We Tested AI Pentesting on Our Own App. Here's What It Actually Found.

Your code ships fast. But is it safe? We put an AI-directed pentesting workflow to the test on our own application to find out what it can really catch, where it falls short, and why you still need a human in the loop.

You Don't Know What You Don't Know

You ship code every week. Maybe every day. Your CI pipeline runs, tests pass, and the feature goes live. But how do you know if it's safe?

Most developers rely on half-configured vulnerability scanners. The problem with scanners is that they produce noise. They flag things that might be an issue.
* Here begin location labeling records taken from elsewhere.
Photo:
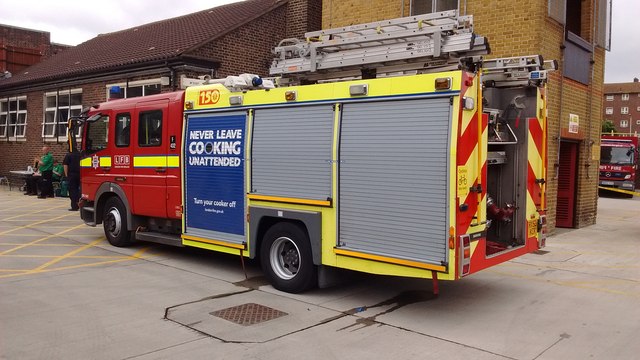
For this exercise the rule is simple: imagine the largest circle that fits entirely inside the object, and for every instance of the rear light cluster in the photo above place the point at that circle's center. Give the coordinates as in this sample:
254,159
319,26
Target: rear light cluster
465,252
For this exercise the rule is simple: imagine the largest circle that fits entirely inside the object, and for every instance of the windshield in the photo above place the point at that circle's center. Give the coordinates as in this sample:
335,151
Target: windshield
617,155
97,134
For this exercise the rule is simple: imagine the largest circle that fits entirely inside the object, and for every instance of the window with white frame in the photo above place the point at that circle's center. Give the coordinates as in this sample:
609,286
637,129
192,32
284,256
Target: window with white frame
133,89
13,118
429,6
58,107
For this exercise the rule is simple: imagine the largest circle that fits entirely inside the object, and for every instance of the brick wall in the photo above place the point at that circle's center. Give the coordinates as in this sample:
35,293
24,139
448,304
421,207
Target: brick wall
303,16
248,49
633,117
338,13
20,48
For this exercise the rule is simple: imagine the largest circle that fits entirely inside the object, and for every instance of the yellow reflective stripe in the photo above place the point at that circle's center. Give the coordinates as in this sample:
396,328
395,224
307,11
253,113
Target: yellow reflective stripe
173,161
289,200
214,242
149,161
389,260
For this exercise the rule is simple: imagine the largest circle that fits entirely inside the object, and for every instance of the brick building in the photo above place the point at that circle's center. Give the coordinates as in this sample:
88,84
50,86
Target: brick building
148,59
622,106
573,32
21,48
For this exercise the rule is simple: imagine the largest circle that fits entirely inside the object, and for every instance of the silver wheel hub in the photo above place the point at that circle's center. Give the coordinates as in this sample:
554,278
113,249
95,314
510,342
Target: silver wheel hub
114,222
285,258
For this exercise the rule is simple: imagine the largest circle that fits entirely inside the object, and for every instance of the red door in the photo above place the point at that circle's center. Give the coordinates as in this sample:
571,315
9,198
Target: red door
567,175
150,159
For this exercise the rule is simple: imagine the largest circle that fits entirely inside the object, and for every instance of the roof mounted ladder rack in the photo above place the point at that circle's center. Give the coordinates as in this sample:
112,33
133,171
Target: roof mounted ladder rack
412,43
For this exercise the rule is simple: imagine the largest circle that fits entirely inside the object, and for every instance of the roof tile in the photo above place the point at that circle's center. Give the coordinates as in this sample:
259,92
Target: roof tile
159,40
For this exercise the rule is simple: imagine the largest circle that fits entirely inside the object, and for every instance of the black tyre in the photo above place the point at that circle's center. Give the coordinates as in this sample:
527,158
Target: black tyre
114,220
286,258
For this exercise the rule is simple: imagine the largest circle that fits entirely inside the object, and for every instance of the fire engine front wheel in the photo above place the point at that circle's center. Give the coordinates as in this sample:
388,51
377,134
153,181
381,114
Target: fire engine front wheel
114,221
286,259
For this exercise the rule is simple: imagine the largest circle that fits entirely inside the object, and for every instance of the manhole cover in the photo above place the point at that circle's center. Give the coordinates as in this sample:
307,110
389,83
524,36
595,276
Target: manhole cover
248,314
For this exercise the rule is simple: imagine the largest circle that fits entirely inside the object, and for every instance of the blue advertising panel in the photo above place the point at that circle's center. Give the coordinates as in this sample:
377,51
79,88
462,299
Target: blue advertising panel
214,174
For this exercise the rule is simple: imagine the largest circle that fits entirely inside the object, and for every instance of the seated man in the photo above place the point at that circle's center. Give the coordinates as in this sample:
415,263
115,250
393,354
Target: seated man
58,171
31,183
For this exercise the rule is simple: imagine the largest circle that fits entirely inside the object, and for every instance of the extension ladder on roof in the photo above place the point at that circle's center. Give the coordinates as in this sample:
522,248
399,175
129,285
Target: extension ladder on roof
410,43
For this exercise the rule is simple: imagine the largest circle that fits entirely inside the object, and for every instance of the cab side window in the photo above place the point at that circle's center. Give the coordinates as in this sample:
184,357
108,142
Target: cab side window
150,128
123,129
97,135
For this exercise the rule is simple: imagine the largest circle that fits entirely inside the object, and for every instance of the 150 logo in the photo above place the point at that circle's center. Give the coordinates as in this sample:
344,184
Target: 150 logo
209,97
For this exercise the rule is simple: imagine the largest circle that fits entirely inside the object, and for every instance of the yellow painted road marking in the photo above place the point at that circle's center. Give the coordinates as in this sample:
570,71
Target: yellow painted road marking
573,284
39,240
37,212
72,257
17,244
71,253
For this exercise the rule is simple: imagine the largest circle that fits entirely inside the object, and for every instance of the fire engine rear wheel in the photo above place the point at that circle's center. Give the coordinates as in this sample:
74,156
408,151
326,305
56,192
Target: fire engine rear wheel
114,220
286,258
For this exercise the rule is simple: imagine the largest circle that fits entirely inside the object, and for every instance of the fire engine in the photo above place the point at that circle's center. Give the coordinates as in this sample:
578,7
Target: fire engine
619,163
389,148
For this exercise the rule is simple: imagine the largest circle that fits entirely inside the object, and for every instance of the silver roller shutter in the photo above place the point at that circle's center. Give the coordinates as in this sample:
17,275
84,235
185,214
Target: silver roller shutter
291,152
393,181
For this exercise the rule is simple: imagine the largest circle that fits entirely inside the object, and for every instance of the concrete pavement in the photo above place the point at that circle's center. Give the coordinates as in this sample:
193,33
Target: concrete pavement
65,293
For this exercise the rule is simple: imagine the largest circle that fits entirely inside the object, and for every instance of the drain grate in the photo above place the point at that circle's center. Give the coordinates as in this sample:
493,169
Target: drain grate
248,314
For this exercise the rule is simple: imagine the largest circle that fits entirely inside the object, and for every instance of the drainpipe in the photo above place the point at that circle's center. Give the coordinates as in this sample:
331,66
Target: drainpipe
589,144
563,48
AI agents can do more than scan. They can follow a methodology, explore the app like an attacker would, and validate whether an issue is actually exploitable.

So we tested an AI-directed pentesting workflow on a shopping application we built ourselves. In that run, it uncovered a critical authentication bypass that enabled full account takeover. Here's what we learned, including where the AI helped, where it got risky, and why human judgment still matters.

Why We Didn't Test Against a Practice Target

There are dozens of intentionally vulnerable applications out there: DVWA, OWASP Juice Shop, HackTheBox machines. They're great for learning. But when you test an AI tool against them (as others already did), you hit a fundamental problem: you can't tell if the AI just recognized patterns from its training data.

To get honest results, we tested against a custom-built shopping application, a personal project.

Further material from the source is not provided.